4. A method of imparting lubricity and wettability to a substrate, comprising the steps of:a) treating the substrate so that the substrate becomes amine-functionalized, b) combining a solution selected from the group consisting of an aldonic acid and a water-soluble salt of an aldonic acid, with a coupling agent, the coupling agent being selected to be a substance which promotes the chemical joining of aldonic acid with amine groups, and c) bringing the substrate into contact with the combination formed in step (b), wherein step (a) comprises treating the substrate with polyethylenimine (PEI).

5. The method of claim 4, wherein step (a) also includes treating the substrate with a plasma to activate a surface of the substrate and to allow the PEI to become firmly anchored to the substrate.

6. The method of claim 4, wherein step (b) is followed by the step of adjusting a pH of the solution such that it is in a range of about 4.7-4.8.

7. The method of claim 4, wherein step (c) is performed at room temperature, for a period of up to 16 hours.

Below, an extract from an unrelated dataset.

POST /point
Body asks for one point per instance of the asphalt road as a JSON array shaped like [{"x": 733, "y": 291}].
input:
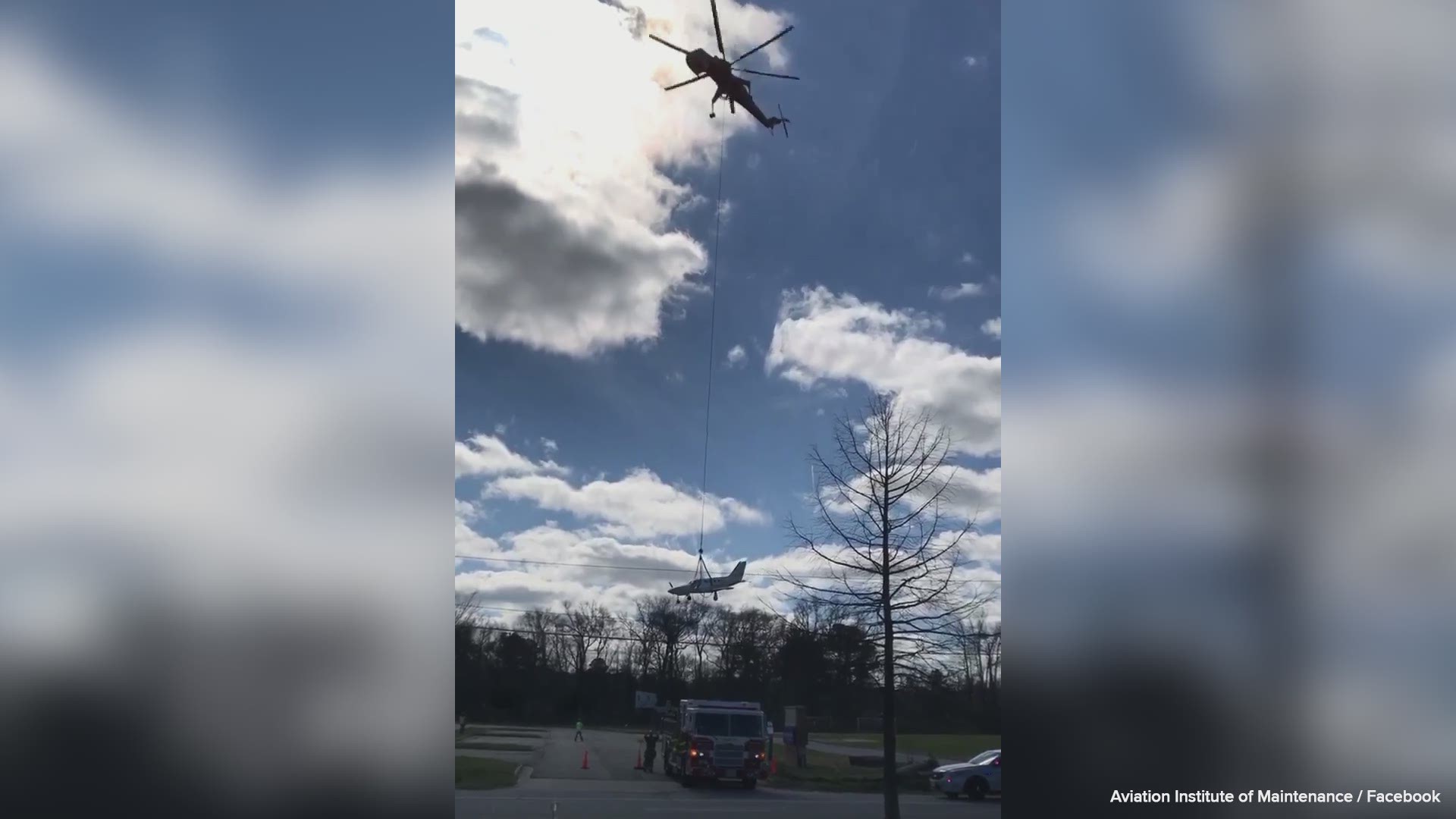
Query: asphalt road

8. The method of claim 4, wherein the coupling agent is selected to be a water-soluble carbodiimide.

9. The method of claim 8, wherein the water-soluble carbodiimide comprises 1-ethyl-3-(3-dimethylaminopropyl)carbodiimide (EDC).

10. The method of claim 4, wherein step (c) also comprises the step of bringing the substrate and the combination into contact with N-hydroxysuccinimide (NHS).

11. A substrate made by the method of claim 4.

12. A substrate having a lubricious, hydrophilic coating formed of aldonic acid amide, the coating being firmly adhered to the substrate.

13. The substrate of claim 12, wherein the substrate is made of a material selected from the group consisting of metal, glass, plastic, and rubber.